東京から釧路までの飛行機に乗っていると中、ふしぎな事が起きました。何度も着陸態せいが出されたのです。「おかしいな」と思ったとき、キャビンアテンダントのお姉さんが来て、「あのね、飛行機はね、おびひろ空港に着いちゃったみたい」と言いました。そう言われたとき、わたしは心ぞうが口からとび出しそうでした。なぜかというと、「もし、このまま釧路に着けなかったらどうしよう」と思って心配になったからです。今回は二人だけだったからよけい心配でした。
やっとの事で着いた場所はおびひろ。「このままおいていかれたらどうしよう」と、わたしの心ぞうの音はよりはげしくなりました。
でも、飛行機からおりるとおじさんがすぐに来てくれ、ふだんは入れない特別な部屋で少し休けいさせてもらいました。そのあとも、バスに乗せてもらい、釧路まで送ってくれる事になりました。
そして夜の十時。釧路駅にバスが着きました。次つぎに親がむかえに来ます。ねむいわたしを起こしたのは、祖父母のえ顔。
「ともちゃん、心配したよ」
わたしは祖母とだき合い、とても安心しました。祖母に、バスの中で「いつものおみそしるが食べたいな」と思った事を話すと、おみそしるを作ってくれました。そのおみそしるは、なぜかとてもおいしかったです。夜中の十二時でしたが、ちっともねむくありませんでした。
今まで家族といっしょに旅行をしたときは、ただ楽しいという気持ちしかなかったけれど、今回の旅行で初めて、旅をするという事は、ちがう世界に行く事なんだと思いました。

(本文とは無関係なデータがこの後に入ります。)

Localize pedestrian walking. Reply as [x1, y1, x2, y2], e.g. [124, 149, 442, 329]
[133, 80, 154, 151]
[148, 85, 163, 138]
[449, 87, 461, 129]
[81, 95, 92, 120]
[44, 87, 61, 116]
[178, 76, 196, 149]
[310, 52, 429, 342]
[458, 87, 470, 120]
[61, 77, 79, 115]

その世界には楽しいだけじゃなく、不安やドキドキする気持ちもありました。そしてそこから帰って来ると、ただのおみそしるがいつもよりとてもおいしく感じたのです。今回の旅行を通して、旅には、「当たり前の事がすばらしい」と感じさせる力がある事を発見しました。
※賞の名称・社名・肩書き等は取材当時のものです。